Threat actors have significantly accelerated their deployment of ransomware in recent years, from an average of over 60 days per attack in 2019 to less than four days in 2021, according to IBM.
The firm’s annual X-Force Threat Intelligence Index was compiled from billions of datapoints collected in 2022 from network and endpoint devices, incident response engagements, vulnerability and exploit databases, and more.
It found that although ransomware’s share of incidents fell from 21% in 2021 to 17% in 2022, attackers are conducting their attacks quicker than ever – with a 94% reduction in the average time taken to deploy ransomware between 2019 and 2021.
“One particularly damaging way ransomware operators distribute their payload across a network is by compromising domain controllers. A small percentage, approximately 4%, of network penetration test findings by X-Force Red revealed entities that had misconfigurations in Active Directory that could leave them open to privilege escalation or total domain takeover,” the report explained.
“In 2022, X-Force also observed more aggressive ransomware attacks on underlying infrastructure, such as ESXi and Hyper-V. The potentially high impact of these attack methods underscores the importance of securing domain controllers and hypervisors properly.”
The continued prevalence of ransomware helped to make extortion the number one goal of threat actors last year. It was present in a fifth (21%) of attacks, more than data theft (19%) and credential harvesting (11%), in second and third.
IBM said business email compromise (BEC) was the other major driver of extortion-based attacks, and that they frequently featured the use of remote access tools, crypto-miners, backdoors, downloaders and web shells.
Manufacturing firms accounted for the largest group of victims (30%) in extortion attacks.

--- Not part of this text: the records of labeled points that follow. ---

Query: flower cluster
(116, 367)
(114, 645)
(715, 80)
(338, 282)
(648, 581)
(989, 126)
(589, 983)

Elsewhere, phishing remained the number one initial access vector last year, identified in two-fifths (41%) of incidents, followed by exploitation of public-facing applications (26%).
Once inboxes have been compromised, threat actors are increasingly turning to thread hijacking techniques to add legitimacy to spam emails and improve their chances of victim engagement.
IBM recorded a 100% increase in thread hijacking attempts per month in 2022 versus a year previously, with Emotet, Qakbot and IcedID campaigns in particular making heavy use of the tactic.